Humbled by the direness of my situation, I grieved for the loss of my life as I anticipated the death and degeneration of my cellular matrix. Despite the overwhelming presence of the engulfing bliss of my right mind, I fought desperately to hold on to whatever conscious connections I still retained in my left mind. By now, I understood clearly that I was no longer a normal human being. My consciousness no longer retained the discriminatory functions of my dominant analytical left brain. Without those inhibiting thoughts, I had stepped beyond my perception of myself as an individual. Without my left brain available to help me identify myself as a complex organism made up of multiple interdependent systems or to define me as a distinct collection of fragmented functions, my consciousness ventured unfettered into the peaceful bliss of my divine right mind.

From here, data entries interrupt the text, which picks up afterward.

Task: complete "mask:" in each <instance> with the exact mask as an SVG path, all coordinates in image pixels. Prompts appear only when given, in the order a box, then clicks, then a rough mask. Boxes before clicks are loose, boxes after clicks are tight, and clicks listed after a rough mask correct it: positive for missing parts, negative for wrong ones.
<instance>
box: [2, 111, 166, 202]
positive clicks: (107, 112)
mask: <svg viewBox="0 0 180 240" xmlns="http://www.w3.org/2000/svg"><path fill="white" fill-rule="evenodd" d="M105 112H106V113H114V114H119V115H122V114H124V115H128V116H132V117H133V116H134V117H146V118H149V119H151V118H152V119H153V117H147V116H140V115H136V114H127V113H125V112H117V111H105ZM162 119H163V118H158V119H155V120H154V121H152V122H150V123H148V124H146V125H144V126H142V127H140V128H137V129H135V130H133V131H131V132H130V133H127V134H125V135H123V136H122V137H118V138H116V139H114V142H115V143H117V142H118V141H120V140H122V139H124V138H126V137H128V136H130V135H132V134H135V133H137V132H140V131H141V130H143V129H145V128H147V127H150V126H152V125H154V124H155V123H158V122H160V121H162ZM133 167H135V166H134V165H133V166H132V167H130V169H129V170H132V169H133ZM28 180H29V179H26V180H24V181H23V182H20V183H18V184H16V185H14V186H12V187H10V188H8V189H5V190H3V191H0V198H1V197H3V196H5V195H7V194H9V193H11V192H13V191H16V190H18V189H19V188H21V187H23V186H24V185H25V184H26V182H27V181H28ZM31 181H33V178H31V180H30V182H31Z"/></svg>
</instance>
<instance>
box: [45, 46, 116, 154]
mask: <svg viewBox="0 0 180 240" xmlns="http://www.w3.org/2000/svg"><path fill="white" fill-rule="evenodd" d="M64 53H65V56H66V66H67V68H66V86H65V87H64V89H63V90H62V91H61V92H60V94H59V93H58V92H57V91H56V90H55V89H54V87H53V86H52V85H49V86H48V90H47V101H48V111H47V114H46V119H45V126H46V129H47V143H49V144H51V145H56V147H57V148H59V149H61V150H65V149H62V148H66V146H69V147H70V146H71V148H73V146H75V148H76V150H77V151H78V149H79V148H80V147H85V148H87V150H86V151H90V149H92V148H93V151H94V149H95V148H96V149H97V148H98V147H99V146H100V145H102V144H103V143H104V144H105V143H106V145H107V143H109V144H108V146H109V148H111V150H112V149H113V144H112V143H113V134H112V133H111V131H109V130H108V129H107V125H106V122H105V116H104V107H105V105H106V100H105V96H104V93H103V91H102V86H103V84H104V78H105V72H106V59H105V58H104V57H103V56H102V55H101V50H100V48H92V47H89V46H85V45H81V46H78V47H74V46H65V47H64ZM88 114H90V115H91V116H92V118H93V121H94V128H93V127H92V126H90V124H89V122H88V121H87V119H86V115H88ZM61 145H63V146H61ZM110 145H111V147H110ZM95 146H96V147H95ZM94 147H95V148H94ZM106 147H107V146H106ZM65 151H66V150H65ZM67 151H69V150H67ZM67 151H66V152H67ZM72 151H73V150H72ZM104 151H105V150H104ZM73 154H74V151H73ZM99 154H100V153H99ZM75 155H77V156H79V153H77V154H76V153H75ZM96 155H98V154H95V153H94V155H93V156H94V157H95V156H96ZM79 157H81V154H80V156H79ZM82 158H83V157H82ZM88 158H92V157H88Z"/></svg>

As I sat in the silence and pondered my new perceptions, I wondered how disabled I could become before the loss would be permanent. I contemplated how many circuits I could lose and how detached from my higher cognitive abilities I could tread and still have any hope of ever regaining normal function. I hadn't come this far to just die or become mentally vegetative! So I held my head in my hands and wept. Amidst my tears, I clenched my fists and prayed. I prayed for peace in my heart. I prayed for peace in my mind and I prayed,
Please Great Spirit, don't shut down my life.
And into the silence my mind implored,
Hold on. Be still. Be quiet. Hold on.
I sat there in the middle of my living room for what seemed to be an eternity. When Steve appeared in the doorway, no words were exchanged. I handed him my doctor's card and he immediately called for instructions.
Promptly, he escorted me down the stairs and out the door. Gently, he guided me to his car, strapped me in, and reclined the seat. He wrapped my head with a scarf to shade my eyes from the light. He spoke softly, encouragingly patted my knee, and proceeded to drive to Mount Auburn Hospital.